Unfortunately, the current online ecosystem is stacked against news publishers who produce trustworthy, high-quality information, with the dominant online platforms deciding the rules of the game and taking in the majority of the digital ad dollars being driven by quality local content.

Certainly, there is a need to level the playing field and reach a deal that works for all parties.

That’s where the bipartisan reintroduction of the “Journalism Competition and Preservation Act” by House Antitrust Chairman David Cicilline (D-RI) and a lead Republican comes in.

The bill, if passed and signed by President Donald Trump, allows news publishers to

collectively negotiate for a better deal with the tech platforms to sustain high-quality journalism. We’ve seen it done with other media, specifically with cable TV providers, and journalism outlets deserve the same ability to negotiate as cable systems and providers.

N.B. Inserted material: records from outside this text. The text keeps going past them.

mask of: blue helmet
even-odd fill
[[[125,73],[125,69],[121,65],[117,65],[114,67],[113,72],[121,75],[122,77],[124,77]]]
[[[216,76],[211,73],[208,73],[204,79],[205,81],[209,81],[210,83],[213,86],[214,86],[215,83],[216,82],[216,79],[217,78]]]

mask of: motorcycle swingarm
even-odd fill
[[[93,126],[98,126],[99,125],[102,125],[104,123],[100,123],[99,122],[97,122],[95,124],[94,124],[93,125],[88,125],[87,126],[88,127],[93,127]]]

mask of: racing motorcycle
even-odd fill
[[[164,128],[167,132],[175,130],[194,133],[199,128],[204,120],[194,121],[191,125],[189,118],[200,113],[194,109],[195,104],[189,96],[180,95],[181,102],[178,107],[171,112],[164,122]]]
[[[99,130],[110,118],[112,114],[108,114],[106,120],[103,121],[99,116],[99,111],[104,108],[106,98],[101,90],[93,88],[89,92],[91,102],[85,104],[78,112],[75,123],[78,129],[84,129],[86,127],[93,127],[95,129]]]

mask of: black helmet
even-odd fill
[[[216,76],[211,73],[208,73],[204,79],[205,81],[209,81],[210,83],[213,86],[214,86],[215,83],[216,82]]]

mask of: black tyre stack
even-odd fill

The industry’s ability to build a sustainable digital future for journalism depends, in large part, on the ability to get a better deal from Facebook and Google.

While it is not an easy task, it is also not an insurmountable one.

Local newspapers serve an important watchdog informational functions in their communities, so the ease with which those communities have the ability to access that information online should be a component. Because the information is being prepared by local newspapers, it shouldn’t be held hostage by providers such as Google or Facebook to deliver them to local readers.

Although they most certainly could not have forecast the Internet, the Founding Fathers were mindful of the pressures a free press could face when publicly debating the merits of the Constitution.

In Federalist Paper Number 84, Alexander Hamilton wrote about the need for not only a free press, but a robust one: “The public papers will be expeditious messengers of intelligence to the most remote inhabitants of the Union.”

Hamilton knew of the importance a free press had in the relating of news to citizens throughout the United States.

Please consider contacting Reps. James Sensenbrenner (R-Menomonee Falls online at sensenbrenner.house.gov), ranking member of the House Subcommittee on Antitrust, Commercial and Administrative Law, and Mark Pocan (D-Madison at pocan.house.gov), co-chair of the Antitrust Caucus, and urge them to consider co-sponsoring this important piece of legislation.

We hope that, by drawing attention to this important issue, more lawmakers recognize the need to protect high-quality journalism and sign on to the Journalism Competition and Preservation Act.